Tabel 5. Tingkat Pemanfaatan dan Tingkat Pengupayaan Ikan Tongkol Komo (Euthynnus affinis)
Tahun Tingkat Pemanfaatan % Tingkat Pengupayaan % TAC (ton)
2014 68,41 110,16 428,007
2015 105,25 129,60 428,007
2016 115,85 122,15 428,007
2017 86,28 105,18 428,007
2018 101,75 72,63 428,007
Rata-Rata 95,51 107,94 428,007
Gambar 12. Tingkat Pemanfaatan dan Tingkat Pengupayaan Ikan Tongkol Komo (Euthynnus affinis)
Total Allowble Catch (TAC)
Hasil dari Total Allowble Catch (TAC) diperoleh dari perkalian antara nilai 80% dengan nilai MSY yang dapat dilihat pada Tabel 6.
Tabel 6. Total Allowble Catch Ikan Tongkol Komo (Euthynnus affinis)
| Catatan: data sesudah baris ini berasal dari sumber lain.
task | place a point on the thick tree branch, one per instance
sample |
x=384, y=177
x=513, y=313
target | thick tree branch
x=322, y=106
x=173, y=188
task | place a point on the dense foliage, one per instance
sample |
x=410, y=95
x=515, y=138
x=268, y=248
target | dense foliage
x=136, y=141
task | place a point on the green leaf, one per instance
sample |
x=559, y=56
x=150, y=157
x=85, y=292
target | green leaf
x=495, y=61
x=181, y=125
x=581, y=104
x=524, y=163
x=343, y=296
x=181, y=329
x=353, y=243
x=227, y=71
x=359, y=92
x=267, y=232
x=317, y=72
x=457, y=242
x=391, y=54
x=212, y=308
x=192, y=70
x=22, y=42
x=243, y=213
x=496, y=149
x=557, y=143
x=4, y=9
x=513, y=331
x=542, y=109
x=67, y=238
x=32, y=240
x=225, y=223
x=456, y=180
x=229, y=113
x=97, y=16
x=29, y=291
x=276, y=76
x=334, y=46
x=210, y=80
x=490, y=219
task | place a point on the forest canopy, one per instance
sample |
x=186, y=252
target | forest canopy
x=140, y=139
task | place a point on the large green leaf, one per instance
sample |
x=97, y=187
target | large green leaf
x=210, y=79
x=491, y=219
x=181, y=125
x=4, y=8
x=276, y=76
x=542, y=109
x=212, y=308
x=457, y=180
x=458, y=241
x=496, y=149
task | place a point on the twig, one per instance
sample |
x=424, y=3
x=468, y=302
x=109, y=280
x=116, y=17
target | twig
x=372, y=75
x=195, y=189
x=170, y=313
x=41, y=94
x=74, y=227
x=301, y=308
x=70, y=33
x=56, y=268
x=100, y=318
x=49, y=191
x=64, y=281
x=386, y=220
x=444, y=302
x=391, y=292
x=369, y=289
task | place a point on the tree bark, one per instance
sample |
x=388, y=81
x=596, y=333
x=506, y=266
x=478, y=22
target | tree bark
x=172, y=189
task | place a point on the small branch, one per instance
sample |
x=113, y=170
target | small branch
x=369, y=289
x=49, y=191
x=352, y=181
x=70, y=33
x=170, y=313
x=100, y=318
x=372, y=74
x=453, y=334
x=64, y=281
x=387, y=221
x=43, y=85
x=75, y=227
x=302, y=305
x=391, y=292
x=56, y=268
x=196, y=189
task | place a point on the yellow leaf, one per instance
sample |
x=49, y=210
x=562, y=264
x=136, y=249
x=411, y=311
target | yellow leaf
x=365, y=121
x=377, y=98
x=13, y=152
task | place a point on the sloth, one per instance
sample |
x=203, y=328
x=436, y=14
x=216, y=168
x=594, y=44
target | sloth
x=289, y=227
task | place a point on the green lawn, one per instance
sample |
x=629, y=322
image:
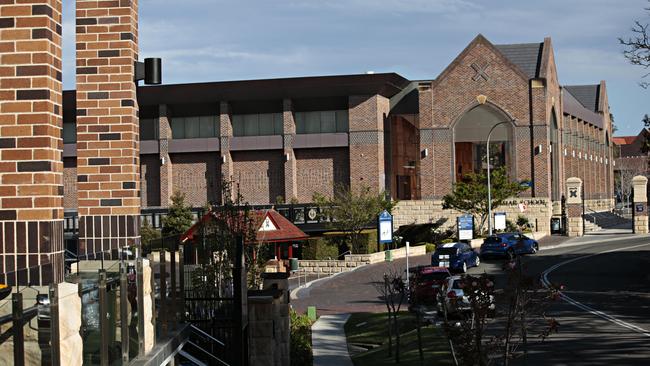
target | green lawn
x=435, y=346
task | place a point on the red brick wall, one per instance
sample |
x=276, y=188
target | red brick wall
x=108, y=165
x=319, y=170
x=31, y=166
x=197, y=176
x=260, y=175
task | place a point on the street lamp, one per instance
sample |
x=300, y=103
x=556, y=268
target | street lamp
x=487, y=158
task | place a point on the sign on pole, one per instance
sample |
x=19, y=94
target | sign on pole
x=466, y=227
x=499, y=221
x=385, y=228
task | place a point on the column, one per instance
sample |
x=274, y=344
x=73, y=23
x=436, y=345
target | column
x=31, y=165
x=574, y=193
x=166, y=168
x=639, y=185
x=288, y=136
x=108, y=167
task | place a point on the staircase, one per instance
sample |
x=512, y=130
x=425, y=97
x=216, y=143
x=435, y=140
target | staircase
x=600, y=221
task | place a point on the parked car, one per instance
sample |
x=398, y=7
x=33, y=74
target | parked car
x=427, y=281
x=455, y=256
x=508, y=244
x=455, y=300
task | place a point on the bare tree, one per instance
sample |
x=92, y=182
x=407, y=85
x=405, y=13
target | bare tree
x=392, y=289
x=637, y=47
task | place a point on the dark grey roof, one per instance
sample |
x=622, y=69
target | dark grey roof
x=587, y=95
x=527, y=56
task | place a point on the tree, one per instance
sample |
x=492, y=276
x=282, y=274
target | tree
x=179, y=217
x=352, y=211
x=637, y=47
x=470, y=195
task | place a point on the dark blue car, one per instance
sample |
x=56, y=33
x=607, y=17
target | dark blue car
x=508, y=245
x=455, y=256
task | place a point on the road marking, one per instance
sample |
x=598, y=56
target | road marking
x=589, y=309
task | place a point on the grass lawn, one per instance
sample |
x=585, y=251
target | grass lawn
x=434, y=344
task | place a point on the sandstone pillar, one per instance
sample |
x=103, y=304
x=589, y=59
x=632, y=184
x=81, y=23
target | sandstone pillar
x=575, y=224
x=108, y=148
x=31, y=165
x=639, y=185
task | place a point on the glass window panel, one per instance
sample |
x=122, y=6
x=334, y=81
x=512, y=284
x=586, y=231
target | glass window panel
x=192, y=127
x=300, y=122
x=251, y=125
x=342, y=121
x=312, y=122
x=69, y=133
x=238, y=125
x=206, y=126
x=278, y=123
x=178, y=128
x=266, y=124
x=327, y=121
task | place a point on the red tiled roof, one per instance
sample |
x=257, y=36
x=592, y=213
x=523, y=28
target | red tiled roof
x=282, y=230
x=624, y=140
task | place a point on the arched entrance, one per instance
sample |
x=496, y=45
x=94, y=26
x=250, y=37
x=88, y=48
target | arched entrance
x=470, y=137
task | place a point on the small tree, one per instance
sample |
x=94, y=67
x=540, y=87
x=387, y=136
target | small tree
x=637, y=47
x=179, y=217
x=352, y=211
x=470, y=195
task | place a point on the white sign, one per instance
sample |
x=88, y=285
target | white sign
x=499, y=220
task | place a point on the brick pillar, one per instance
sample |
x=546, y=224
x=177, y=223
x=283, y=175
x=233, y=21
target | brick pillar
x=226, y=135
x=166, y=173
x=31, y=166
x=367, y=141
x=289, y=134
x=574, y=193
x=108, y=167
x=640, y=186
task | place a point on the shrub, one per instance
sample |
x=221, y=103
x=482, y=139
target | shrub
x=300, y=329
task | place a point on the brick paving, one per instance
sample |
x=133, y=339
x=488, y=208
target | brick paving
x=351, y=292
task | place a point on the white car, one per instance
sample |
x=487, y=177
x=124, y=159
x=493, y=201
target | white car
x=455, y=299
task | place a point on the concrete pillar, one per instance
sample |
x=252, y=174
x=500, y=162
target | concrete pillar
x=574, y=193
x=164, y=137
x=288, y=135
x=31, y=166
x=640, y=184
x=108, y=146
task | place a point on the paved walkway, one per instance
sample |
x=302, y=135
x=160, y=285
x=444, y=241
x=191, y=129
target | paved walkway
x=328, y=341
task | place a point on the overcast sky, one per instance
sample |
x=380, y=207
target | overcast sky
x=213, y=40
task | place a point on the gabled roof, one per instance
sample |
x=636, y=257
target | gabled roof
x=526, y=56
x=587, y=95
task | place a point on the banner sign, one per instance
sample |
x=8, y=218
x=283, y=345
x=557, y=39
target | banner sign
x=499, y=221
x=385, y=228
x=465, y=227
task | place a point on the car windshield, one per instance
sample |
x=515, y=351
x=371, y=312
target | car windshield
x=493, y=240
x=447, y=251
x=434, y=276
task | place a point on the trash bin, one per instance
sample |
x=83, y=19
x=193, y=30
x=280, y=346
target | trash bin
x=293, y=264
x=389, y=256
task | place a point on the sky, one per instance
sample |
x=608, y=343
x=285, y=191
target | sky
x=215, y=40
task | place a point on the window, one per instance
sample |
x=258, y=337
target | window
x=148, y=129
x=321, y=122
x=69, y=133
x=195, y=127
x=263, y=124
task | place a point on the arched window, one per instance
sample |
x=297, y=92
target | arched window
x=470, y=137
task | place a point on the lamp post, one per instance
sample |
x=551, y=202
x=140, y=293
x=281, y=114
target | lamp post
x=487, y=158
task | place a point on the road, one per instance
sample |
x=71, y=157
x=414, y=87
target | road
x=605, y=321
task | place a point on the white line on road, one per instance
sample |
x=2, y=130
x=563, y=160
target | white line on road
x=590, y=309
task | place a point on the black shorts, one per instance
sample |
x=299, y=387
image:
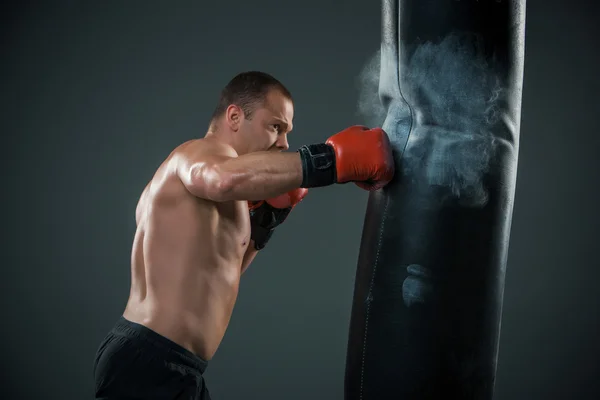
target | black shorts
x=134, y=362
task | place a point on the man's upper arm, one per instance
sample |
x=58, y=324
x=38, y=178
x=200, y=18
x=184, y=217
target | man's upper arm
x=139, y=209
x=198, y=167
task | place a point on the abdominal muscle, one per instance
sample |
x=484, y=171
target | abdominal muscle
x=185, y=266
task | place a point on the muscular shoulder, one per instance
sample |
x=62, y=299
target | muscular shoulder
x=205, y=149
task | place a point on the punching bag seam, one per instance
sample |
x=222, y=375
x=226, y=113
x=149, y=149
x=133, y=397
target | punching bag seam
x=371, y=283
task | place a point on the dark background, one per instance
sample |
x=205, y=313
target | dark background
x=96, y=94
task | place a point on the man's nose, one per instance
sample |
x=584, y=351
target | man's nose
x=282, y=143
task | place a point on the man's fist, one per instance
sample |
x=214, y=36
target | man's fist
x=266, y=215
x=363, y=156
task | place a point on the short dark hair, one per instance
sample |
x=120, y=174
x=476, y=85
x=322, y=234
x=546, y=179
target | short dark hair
x=248, y=91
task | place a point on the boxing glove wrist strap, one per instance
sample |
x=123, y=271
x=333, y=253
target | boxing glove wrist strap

Tahun Produksi (ton) TAC (ton) Pemanfaatan %
2014 366 428,007 68,41
2015 563,1 428,007 105,25
2016 619,8 428,007 115,85
2017 461,6 428,007 86,28
2018 544,38 428,007 101,75
Dari data diatas, nilai JTB yang diperbolehkan adalah 80% dari nilai MSY. Nilai JTB sumberdaya Ikan Tongkol komo di PPS Belawan yaitu sebesar 428,007 ton/tahun.
Status Keberlanjutan Ikan Tongkol Komo (Euthynnus affinis)
Status keberlanjutan Ikan Tongkol Komo yang didaratkan di Pelabuhan Perikanan Samudera Belawan dapat dilihat dari dimensi ekologi, ekonomi, sosial, teknologi, dan kelembagaan yang terdiri dari beberapa atribut sebagai indikator keberlanjutan perikanan. Untuk mengetahui indeks keberlanjutan masing dimensi serta atribut yang sensitif mempengaruhi keberlanjutan dimasing- dimasing-masing dimensi, dapat dilakukan menggunakan teknik Rapfish yakni analisis dengan metode Multi Dimensional Scalling (MDS).
Uji Ketepatan Multi Dimensional Scaling (MDS) Setiap Dimensi
Analisis MDS bertujuan untuk melihat kondisi status keberlanjutan dari masing-masing dimensi. Dalam menentukan status keberlanjutan sumberdaya Ikan Tongkol Komo (Euthynnus affinis) dilakukan uji ketepatan MDS. Ketepatan analisis MDS (goodness of fit) ditentukan oleh nilai S-Stress dan koefisien determinasi (R2).
Jika nilai stress lebih kecil dari 0,25 (25%) dan nilai R2 mendekati 1 maka model dikatakan baik artinya memiliki ketepatan yang tinggi. Hasil uji ketepatan MDS pada 5 dimensi sumberdaya Ikan Tongkol Komo (Euthynnus affinis) dapat dilihat pada Tabel 7.
Tabel 7. Hasil Uji Ketepatan MDS pada Setiap Dimensi Sumberdaya Ikan Tongkol Komo (Euthynnus affinis)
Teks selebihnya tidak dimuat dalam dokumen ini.